Auprès de l'hermétisme de Celan qui permet d'allonger l'espace du poème et de contrer les intentions de nuire - plus ou moins habilement dissimulées celles-ci n'ayant souvent rien d'autre à ajouter aux pulsions de mort qui accaparent les existences de leurs agents -, la poésie de Rose Ausländer tout en exerçant de plein droit la liberté du poète, la clarté, une forme d'immédiateté, lui permet d'affronter sans délais les détrousseurs de vie qui ne renoncent jamais.  
 
Mon noir géant / tenant en respect les lances du soleil / dresse / une tente     Nous y entrons / y trouvons une fraîche cuisine   Je prépare un thé à la rose je mange à la cuiller une fenêtre 
de lumière / protégée par mon géant   comment croire, déclare la poésie de Rose Ausländer, que l'homme serait à jamais l'otage des démagogues et des ennemis de l'imagination et de la liberté - si souvent encore de nos jours impatients de faire de la terre un désert lunaire - héritées de tous les singes grammairiens à venir ?  
 
(René Noël)
 
 
1. Ernst Cassirer lui aussi américain, après avoir été suédois, écrit en 1933, cette guerre durera 10 ans et l'Allemagne et le monde mettront 100 ou 150 ans à s'en remettre 
2. Poète américain singulier, proche des poètes objectivistes, dont William Carlos Williams, et éditrice du magazine The Dial où elle ne cessera de solliciter et de promouvoir des poètes américains tels que T. S. Eliot, E. E. Cummings, D. H Lawrence, auquel Rose Ausländer adresse le poème La porte   La porte / pas la chose en bois / La porte / ouverte sur des portes ouvertes / sur des chemins ouverts / sur la forêt ... 

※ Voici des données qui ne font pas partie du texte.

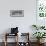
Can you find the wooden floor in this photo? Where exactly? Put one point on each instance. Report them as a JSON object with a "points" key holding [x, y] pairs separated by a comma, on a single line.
{"points": [[13, 44]]}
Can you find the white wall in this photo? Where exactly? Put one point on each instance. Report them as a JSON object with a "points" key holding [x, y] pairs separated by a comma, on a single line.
{"points": [[24, 23]]}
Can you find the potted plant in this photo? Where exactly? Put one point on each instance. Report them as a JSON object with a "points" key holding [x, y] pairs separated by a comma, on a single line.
{"points": [[39, 36]]}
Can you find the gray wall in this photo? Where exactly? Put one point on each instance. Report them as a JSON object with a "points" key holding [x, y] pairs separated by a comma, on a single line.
{"points": [[24, 23]]}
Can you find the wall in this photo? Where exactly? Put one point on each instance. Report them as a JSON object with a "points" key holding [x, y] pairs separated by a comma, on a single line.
{"points": [[24, 23]]}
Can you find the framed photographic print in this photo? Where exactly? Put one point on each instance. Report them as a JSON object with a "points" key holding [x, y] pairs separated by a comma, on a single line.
{"points": [[17, 13], [41, 12]]}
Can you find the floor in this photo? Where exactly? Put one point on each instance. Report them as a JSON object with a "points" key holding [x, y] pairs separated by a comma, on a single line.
{"points": [[13, 44]]}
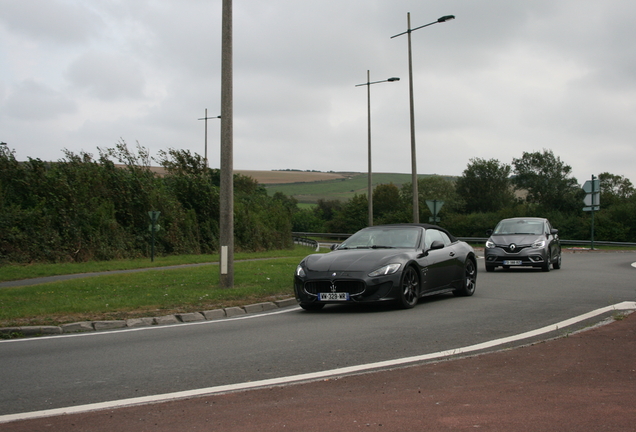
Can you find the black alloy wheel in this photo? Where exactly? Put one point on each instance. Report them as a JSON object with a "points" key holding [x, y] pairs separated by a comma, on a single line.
{"points": [[546, 265], [409, 288]]}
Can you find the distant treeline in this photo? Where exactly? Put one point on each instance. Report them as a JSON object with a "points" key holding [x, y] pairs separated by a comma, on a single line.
{"points": [[536, 184], [83, 208]]}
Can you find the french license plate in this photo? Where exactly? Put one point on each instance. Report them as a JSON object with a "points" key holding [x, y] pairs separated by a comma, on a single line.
{"points": [[333, 296]]}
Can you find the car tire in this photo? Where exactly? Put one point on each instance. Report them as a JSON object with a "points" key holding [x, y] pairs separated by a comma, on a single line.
{"points": [[409, 288], [469, 280]]}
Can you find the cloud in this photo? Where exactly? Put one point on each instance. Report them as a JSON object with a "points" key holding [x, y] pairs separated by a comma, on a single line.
{"points": [[107, 76], [30, 101], [50, 21]]}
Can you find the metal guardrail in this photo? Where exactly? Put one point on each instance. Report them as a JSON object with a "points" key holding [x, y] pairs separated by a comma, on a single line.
{"points": [[341, 236]]}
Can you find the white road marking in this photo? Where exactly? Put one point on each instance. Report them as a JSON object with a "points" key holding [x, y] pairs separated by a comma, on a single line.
{"points": [[309, 376]]}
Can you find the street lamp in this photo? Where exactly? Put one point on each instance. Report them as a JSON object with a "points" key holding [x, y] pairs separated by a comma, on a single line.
{"points": [[369, 182], [416, 205], [206, 118]]}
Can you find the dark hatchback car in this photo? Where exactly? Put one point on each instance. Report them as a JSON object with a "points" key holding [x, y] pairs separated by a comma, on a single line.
{"points": [[519, 242], [387, 263]]}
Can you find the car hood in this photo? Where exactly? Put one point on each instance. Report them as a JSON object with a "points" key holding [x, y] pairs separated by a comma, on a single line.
{"points": [[519, 239], [353, 260]]}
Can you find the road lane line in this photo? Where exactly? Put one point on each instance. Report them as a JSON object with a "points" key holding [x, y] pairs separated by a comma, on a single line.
{"points": [[313, 375]]}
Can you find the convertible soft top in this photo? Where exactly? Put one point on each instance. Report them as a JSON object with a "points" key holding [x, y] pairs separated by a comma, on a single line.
{"points": [[425, 226]]}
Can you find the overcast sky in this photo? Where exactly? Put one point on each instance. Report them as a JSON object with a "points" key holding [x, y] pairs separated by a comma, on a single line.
{"points": [[504, 77]]}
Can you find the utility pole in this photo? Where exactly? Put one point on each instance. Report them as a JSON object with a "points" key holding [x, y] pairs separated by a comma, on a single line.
{"points": [[226, 222]]}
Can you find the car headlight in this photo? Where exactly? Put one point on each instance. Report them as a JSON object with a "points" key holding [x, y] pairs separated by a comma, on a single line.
{"points": [[539, 244], [387, 269], [300, 271]]}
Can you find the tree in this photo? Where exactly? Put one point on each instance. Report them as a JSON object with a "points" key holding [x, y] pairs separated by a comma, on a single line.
{"points": [[614, 189], [485, 186], [547, 181]]}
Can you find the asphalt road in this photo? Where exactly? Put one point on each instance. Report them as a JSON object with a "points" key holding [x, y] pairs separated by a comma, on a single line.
{"points": [[64, 371]]}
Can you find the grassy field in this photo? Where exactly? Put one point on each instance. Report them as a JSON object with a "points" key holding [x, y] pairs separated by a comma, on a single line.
{"points": [[341, 189], [156, 292]]}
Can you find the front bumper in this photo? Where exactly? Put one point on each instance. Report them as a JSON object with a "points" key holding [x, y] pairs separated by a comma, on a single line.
{"points": [[361, 289], [527, 257]]}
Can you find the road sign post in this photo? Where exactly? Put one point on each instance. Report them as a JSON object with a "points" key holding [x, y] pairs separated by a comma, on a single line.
{"points": [[592, 201], [434, 206], [154, 227]]}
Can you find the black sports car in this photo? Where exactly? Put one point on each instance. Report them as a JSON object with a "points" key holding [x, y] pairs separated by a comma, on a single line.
{"points": [[398, 263]]}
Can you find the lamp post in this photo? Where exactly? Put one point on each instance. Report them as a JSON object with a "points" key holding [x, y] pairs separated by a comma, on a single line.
{"points": [[369, 182], [206, 118], [416, 205]]}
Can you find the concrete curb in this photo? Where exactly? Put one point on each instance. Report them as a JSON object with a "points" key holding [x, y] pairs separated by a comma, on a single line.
{"points": [[85, 326]]}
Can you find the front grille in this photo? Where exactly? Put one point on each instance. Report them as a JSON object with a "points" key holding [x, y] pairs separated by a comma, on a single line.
{"points": [[352, 287], [517, 248]]}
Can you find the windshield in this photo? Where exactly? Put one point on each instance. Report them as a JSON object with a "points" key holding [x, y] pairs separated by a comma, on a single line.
{"points": [[528, 227], [407, 237]]}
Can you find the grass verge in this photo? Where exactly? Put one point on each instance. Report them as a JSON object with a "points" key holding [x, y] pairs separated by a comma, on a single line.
{"points": [[154, 292]]}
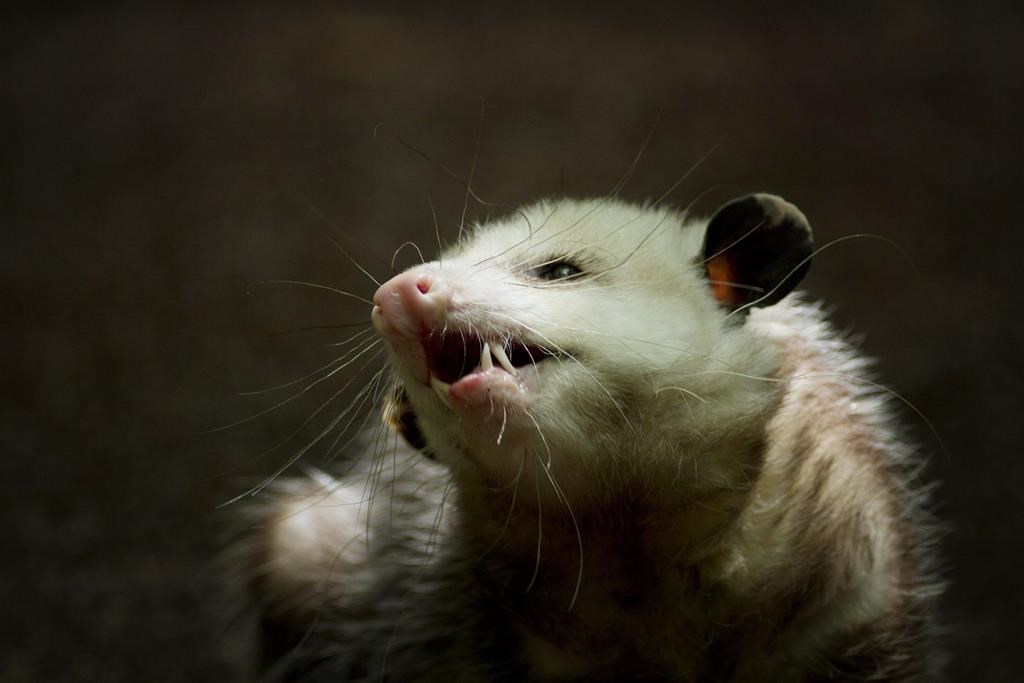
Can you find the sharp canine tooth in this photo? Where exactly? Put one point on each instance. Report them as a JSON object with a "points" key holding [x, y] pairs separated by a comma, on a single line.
{"points": [[485, 360], [440, 388], [503, 358]]}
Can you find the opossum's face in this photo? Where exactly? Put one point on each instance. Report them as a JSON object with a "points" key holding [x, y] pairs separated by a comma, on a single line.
{"points": [[559, 334]]}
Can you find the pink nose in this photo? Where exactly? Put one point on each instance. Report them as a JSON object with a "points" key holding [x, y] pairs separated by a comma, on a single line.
{"points": [[411, 304]]}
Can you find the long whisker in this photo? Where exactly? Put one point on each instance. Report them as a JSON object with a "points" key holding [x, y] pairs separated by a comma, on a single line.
{"points": [[310, 375], [312, 285], [565, 502], [412, 244], [366, 347]]}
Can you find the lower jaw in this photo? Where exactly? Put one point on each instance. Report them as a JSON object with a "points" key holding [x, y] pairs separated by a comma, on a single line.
{"points": [[489, 388]]}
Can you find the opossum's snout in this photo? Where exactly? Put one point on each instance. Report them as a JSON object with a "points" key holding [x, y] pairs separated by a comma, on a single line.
{"points": [[411, 311]]}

3. La Bucovine est l'objet et le sujet de la troisième partie avant et après la Shoah, la première partie est consacrée à la vie quotidienne à New-York. Peut-être cette poésie sera-t-elle un jour éditée chronologiquement, en édition bilingue, en un ou plusieurs volumes ?   
 
Rose Ausländer, Été aveugle, traduction de Michel Vallois, Héros-Limite, 2015 
Les éditions Héros-Limite ont publié simultanément Pays maternel, dans la traduction d’Edmond Verroul.